Es emocionante recorrer el Nuevo Testamento y encontrar la palabra “hecho”, y observar cómo nuestro Señor Jesucristo, el gran Creador de todo, se humilló, murió en la cruz del Calvario y resucitó de entre los muertos para salvar, justificar y glorificar a los pecadores.
San Pablo dice de Cristo: “Todas las cosas fueron creadas por él y para él” (Col. 1,16), y San Juan añade por inspiración: “Todas las cosas fueron hechas por él; y sin Él nada de lo que fue hecho fue hecho… El mundo fue hecho por Él” (Juan 1:3,10).
¡Qué maravilloso es, entonces, que Él, el Creador de todo, haya llegado a ser uno con nosotros, sí, uno de nosotros! Juan nos dice nuevamente que el Hacedor de todo fue “hecho carne” (Juan 1:14) y Pablo declara que “cuando vino el cumplimiento del tiempo, Dios envió a su Hijo, nacido de mujer, nacido bajo la ley… (Gál. 4:4), que Él “se despojó a sí mismo… y se hizo semejante a los hombres” (Fil. 2:6,7).
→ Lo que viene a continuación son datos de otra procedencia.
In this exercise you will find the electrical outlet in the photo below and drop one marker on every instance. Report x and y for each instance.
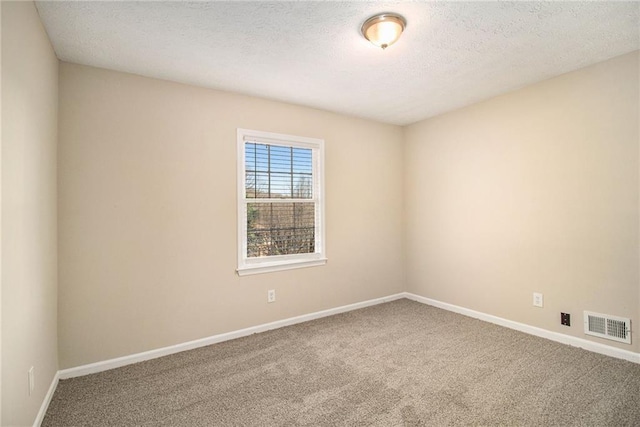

En su carta a los Hebreos añade que Cristo fue “hecho [por] un poco [un tiempo] menor que los ángeles para padecer la muerte” (Heb. 2:9). Más que eso, declara que nuestro Señor “fue hecho maldición por nosotros” (Gálatas 3:13) para redimirnos de la maldición de la ley, y que Dios “por nosotros lo hizo pecado…” (II Cor. .5:21).
Así, de un solo golpe, en el Calvario, nuestro Señor, el gran Creador, llevó la pena por el pecado que habría hundido al mundo en el infierno, y por esto “Dios también le exaltó hasta lo sumo” (Fil. 2:9), “lo resucitó de entre los muertos y lo puso a su diestra en los lugares celestiales, muy por encima de todos…” (Efesios 1:20,21). “Dios hizo a este mismo Jesús… Señor y Cristo” (Hechos 2:36), de modo que ahora ha sido “hecho más alto que los cielos” (Heb. 7:26).
Como resultado, el creyente más simple en este poderoso Salvador es “hecho… acepto en el Amado” (Efesios 1:6) y “hecho [para] sentarse… en los lugares celestiales con Cristo Jesús” (Efesios 2:6). Él es “hecho justicia de Dios en él” (II Cor. 5:21), “para que, justificados por su gracia, seamos hechos herederos según la esperanza de la vida eterna” (Tit. 3:7).